Highest Common Factor of 569, 830, 705 using Euclid's algorithm

Created By : Jatin Gogia

Reviewed By : Rajasekhar Valipishetty

Last Updated : Apr 06, 2023


HCF Calculator using the Euclid Division Algorithm helps you to find the Highest common factor (HCF) easily for 569, 830, 705 i.e. 1 the largest integer that leaves a remainder zero for all numbers.

HCF of 569, 830, 705 is 1 the largest number which exactly divides all the numbers i.e. where the remainder is zero. Let us get into the working of this example.

Consider we have numbers 569, 830, 705 and we need to find the HCF of these numbers. To do so, we need to choose the largest integer first and then as per Euclid's Division Lemma a = bq + r where 0 ≤ r ≤ b

Highest common factor (HCF) of 569, 830, 705 is 1.

HCF(569, 830, 705) = 1

HCF of 569, 830, 705 using Euclid's algorithm

Highest common factor or Highest common divisor (hcd) can be calculated by Euclid's algotithm.

HCF of:

Highest common factor (HCF) of 569, 830, 705 is 1.

Highest Common Factor of 569,830,705 using Euclid's algorithm

Highest Common Factor of 569,830,705 is 1

Step 1: Since 830 > 569, we apply the division lemma to 830 and 569, to get

830 = 569 x 1 + 261

Step 2: Since the reminder 569 ≠ 0, we apply division lemma to 261 and 569, to get

569 = 261 x 2 + 47

Step 3: We consider the new divisor 261 and the new remainder 47, and apply the division lemma to get

261 = 47 x 5 + 26

We consider the new divisor 47 and the new remainder 26,and apply the division lemma to get

47 = 26 x 1 + 21

We consider the new divisor 26 and the new remainder 21,and apply the division lemma to get

26 = 21 x 1 + 5

We consider the new divisor 21 and the new remainder 5,and apply the division lemma to get

21 = 5 x 4 + 1

We consider the new divisor 5 and the new remainder 1,and apply the division lemma to get

5 = 1 x 5 + 0

The remainder has now become zero, so our procedure stops. Since the divisor at this stage is 1, the HCF of 569 and 830 is 1

Notice that 1 = HCF(5,1) = HCF(21,5) = HCF(26,21) = HCF(47,26) = HCF(261,47) = HCF(569,261) = HCF(830,569) .


We can take hcf of as 1st numbers and next number as another number to apply in Euclidean lemma

Step 1: Since 705 > 1, we apply the division lemma to 705 and 1, to get

705 = 1 x 705 + 0

The remainder has now become zero, so our procedure stops. Since the divisor at this stage is 1, the HCF of 1 and 705 is 1

Notice that 1 = HCF(705,1) .

HCF using Euclid's Algorithm Calculation Examples

Here are some samples of HCF using Euclid's Algorithm calculations.

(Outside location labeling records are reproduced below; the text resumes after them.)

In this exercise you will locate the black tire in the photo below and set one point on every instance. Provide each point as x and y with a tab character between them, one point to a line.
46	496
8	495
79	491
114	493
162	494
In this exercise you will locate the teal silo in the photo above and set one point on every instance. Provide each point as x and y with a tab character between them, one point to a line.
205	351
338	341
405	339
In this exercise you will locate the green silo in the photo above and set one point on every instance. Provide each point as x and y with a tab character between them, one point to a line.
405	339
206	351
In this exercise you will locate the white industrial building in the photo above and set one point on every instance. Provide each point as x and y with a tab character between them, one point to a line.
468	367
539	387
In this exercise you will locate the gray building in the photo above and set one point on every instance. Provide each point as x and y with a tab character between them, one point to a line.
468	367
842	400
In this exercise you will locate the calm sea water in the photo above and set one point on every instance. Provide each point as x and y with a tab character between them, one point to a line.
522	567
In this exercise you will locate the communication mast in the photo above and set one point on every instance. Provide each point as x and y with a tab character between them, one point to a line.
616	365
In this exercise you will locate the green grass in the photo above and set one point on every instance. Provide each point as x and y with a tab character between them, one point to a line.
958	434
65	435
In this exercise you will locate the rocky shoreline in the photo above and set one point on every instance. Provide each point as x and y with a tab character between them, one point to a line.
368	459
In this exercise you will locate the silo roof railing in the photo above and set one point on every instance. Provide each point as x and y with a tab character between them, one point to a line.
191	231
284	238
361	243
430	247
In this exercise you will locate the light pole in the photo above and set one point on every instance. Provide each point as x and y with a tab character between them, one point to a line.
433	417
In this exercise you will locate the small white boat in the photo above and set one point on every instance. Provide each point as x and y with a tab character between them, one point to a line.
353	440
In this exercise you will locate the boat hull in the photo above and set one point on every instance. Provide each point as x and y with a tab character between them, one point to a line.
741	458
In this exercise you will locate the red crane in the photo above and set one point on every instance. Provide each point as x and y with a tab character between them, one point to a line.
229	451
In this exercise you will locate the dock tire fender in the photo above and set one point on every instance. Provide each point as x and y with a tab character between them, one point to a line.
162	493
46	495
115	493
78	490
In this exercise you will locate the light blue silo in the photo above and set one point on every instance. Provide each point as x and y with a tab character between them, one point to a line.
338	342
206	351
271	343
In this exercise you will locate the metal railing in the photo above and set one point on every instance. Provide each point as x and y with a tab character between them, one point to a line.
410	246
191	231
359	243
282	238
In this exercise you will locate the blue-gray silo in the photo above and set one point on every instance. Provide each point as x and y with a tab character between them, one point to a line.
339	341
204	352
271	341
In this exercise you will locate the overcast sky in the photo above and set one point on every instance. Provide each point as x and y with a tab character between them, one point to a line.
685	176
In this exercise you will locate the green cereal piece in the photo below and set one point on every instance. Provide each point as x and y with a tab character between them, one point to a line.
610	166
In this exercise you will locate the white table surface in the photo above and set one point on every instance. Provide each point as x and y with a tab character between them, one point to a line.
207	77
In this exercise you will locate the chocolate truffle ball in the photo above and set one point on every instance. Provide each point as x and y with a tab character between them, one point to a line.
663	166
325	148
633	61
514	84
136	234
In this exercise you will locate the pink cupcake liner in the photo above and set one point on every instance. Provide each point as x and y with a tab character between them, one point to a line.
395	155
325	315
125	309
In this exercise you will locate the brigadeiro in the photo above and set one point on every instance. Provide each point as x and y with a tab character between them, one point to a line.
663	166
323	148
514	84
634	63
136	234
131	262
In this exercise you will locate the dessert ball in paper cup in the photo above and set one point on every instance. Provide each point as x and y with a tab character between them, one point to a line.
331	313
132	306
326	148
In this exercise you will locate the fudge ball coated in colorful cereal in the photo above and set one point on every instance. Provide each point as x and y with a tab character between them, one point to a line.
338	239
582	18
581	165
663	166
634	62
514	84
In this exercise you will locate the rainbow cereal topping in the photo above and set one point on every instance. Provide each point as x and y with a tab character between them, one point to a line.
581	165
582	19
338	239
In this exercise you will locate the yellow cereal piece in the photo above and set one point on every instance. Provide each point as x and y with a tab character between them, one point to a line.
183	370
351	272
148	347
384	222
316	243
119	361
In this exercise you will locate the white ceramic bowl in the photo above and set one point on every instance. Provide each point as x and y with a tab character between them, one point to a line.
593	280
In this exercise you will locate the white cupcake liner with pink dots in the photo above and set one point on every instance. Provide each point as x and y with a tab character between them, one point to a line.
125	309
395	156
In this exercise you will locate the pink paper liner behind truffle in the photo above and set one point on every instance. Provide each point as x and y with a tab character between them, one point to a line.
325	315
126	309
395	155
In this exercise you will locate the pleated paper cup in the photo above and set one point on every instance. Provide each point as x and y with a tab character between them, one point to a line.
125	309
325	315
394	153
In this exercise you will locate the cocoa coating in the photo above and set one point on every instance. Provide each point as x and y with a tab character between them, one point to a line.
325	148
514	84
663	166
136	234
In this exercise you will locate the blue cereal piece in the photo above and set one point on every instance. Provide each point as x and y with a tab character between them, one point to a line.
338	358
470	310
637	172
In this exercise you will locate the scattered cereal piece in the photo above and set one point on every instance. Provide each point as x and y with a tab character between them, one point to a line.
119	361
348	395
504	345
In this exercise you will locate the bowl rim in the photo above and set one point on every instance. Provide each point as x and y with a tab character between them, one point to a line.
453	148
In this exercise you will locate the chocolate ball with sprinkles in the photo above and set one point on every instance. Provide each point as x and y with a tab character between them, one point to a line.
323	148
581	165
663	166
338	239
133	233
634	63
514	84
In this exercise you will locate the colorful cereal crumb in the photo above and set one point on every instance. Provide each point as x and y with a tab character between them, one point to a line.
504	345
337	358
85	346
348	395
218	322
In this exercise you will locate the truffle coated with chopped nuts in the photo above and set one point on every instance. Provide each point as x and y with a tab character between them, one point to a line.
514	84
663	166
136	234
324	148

Frequently Asked Questions on HCF of 569, 830, 705 using Euclid's Algorithm

1. What is the Euclid division algorithm?

Answer: Euclid's Division Algorithm is a technique to compute the Highest Common Factor (HCF) of given positive integers.

2. what is the HCF of 569, 830, 705?

Answer: HCF of 569, 830, 705 is 1 the largest number that divides all the numbers leaving a remainder zero.

3. How to find HCF of 569, 830, 705 using Euclid's Algorithm?

Answer: For arbitrary numbers 569, 830, 705 apply Euclid’s Division Lemma in succession until you obtain a remainder zero. HCF is the remainder in the last but one step.